UK-based BAE revealed in late November that it has provided its HybriGen Power and Propulsion system to hydrogen technology company Zero Emission Industries for integration on the Sea Change.
The vessel is equipped with a hydrogen fuel cell power package, provided by Zero Emission Industries, that is comprised of 360 kW of Cummins fuel cells and Hexagon hydrogen storage tanks with a capacity of 246 kg. The system, according to ZMEI, is integrated with 100 kWh of lithium-ion battery provided by XALT and a 2x 300 kW electric propulsion system provided by BAE Systems.
The hydrogen fuel cell powertrain system affords the same operational flexibility as diesel with zero emissions and less maintenance, the companies involved in the project have said.
The project was funded and is owned by SWITCH Maritime, an investment firm building a fleet of zero-carbon, electric-drive maritime vessels.
BAE Systems’ propulsion system with Zero Emission Industries’ hydrogen and fuel cell system and lithium-ion batteries replaces a traditional combustion engine. The all-electric system eliminates diesel fuel use and reduces engine maintenance to create a clean mode of transportation, according to BAE.

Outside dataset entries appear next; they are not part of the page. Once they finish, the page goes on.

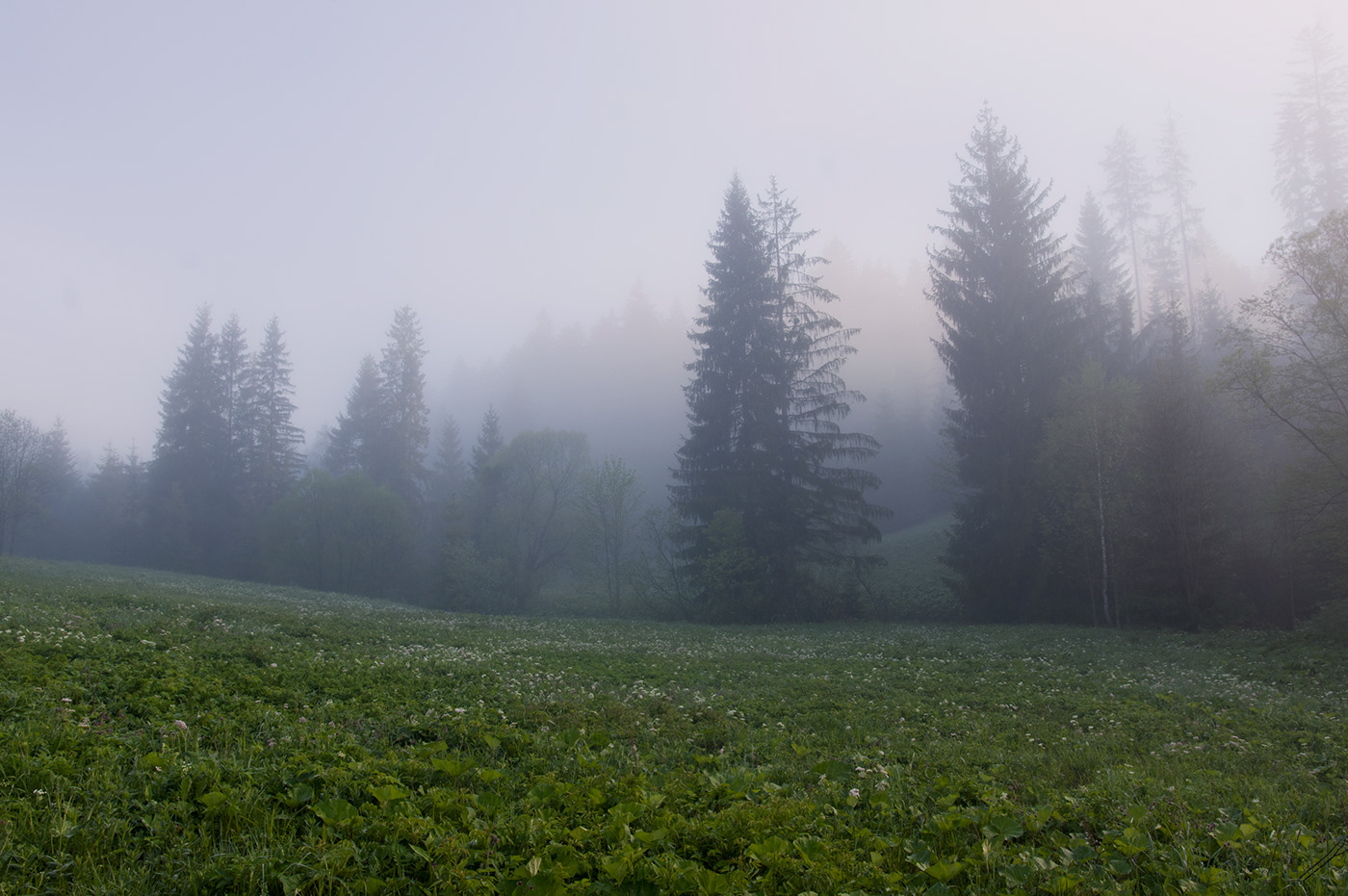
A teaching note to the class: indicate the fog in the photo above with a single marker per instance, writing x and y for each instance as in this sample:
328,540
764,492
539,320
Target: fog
518,172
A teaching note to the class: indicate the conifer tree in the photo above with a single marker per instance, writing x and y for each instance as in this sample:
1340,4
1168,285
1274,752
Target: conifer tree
1129,199
1311,144
402,458
758,484
275,461
1008,339
489,440
356,441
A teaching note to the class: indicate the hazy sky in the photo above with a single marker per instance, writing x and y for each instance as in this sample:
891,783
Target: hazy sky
329,162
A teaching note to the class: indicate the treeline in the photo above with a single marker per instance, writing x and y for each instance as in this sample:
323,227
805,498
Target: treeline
1121,475
1121,448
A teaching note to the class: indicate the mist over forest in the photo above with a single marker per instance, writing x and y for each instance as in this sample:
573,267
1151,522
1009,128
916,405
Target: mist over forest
1051,339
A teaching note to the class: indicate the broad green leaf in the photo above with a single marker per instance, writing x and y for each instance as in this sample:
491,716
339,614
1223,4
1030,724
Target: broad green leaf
944,871
336,811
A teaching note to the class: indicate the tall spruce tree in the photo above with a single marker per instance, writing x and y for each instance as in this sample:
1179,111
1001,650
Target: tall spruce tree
1310,150
758,484
402,457
1177,185
189,485
1008,337
275,461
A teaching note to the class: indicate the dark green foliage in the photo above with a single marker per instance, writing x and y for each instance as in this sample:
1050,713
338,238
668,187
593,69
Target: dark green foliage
193,508
273,461
225,450
1104,296
403,465
37,469
765,403
1008,339
1310,148
356,441
525,512
383,433
115,508
340,534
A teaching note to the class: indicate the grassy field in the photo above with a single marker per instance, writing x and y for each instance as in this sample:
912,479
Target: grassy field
177,734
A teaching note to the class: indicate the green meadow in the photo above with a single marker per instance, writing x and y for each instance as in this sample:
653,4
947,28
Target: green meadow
174,734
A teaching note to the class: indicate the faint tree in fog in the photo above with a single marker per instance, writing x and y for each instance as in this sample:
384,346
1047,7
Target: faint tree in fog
1310,148
1129,191
236,406
1102,279
531,521
610,500
1008,339
34,467
354,442
1166,285
489,440
273,460
1176,182
1085,461
117,507
340,534
1290,363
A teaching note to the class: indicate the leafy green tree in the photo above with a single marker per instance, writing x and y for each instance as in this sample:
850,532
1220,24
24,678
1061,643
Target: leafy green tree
273,462
1177,185
765,404
340,534
191,499
1087,464
531,522
356,441
1289,361
998,285
1310,148
402,460
1129,198
117,507
34,468
236,404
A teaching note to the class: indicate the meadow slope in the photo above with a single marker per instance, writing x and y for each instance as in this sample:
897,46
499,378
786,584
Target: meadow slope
164,733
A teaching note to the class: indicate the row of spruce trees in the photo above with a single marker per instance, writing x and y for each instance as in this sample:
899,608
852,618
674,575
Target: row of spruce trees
1105,461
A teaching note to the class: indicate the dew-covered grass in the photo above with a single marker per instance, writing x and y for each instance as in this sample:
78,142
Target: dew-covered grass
168,733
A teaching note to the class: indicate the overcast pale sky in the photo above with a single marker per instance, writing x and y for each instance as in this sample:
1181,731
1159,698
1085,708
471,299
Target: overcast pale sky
329,162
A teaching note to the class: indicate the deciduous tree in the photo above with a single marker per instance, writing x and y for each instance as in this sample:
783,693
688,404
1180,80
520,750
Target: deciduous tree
1008,337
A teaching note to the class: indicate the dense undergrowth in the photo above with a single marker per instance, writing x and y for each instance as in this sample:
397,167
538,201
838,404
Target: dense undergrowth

“We are committed to getting our customers to zero emissions with highly reliable and flexible systems that are proven on land and in the water,” said Steve Trichka, BAE Systems’ vice president and Power & Propulsion Solutions general manager,. “This historic milestone is the next step on that journey, as we provide San Francisco with an innovative solution that reduces emissions and creates a new clean form of daily transportation.”
BAE worked with the vessel’s builder, Bellingham, Wash.-based All American Marine, and designer, Incat Crowther of Sydney, Australia, after previously teaming with both companies on multiple projects.
“Hydrogen-fuel cell technology will prove to be a robust alternative to conventional powertrain technologies,” AAM President & COO Ron Wille said. “We are so proud to have completed construction on such a revolutionary vessel.”
The project is partially funded by a $3 million grant from the California Air Resources Board, administered by the Bay Area Air Quality Management District. The money comes from the California Climate Investments initiative, a statewide program that puts billions of cap-and-trade dollars to work with the goal of reducing greenhouse gas emissions, strengthening the economy and improving public health and the environment.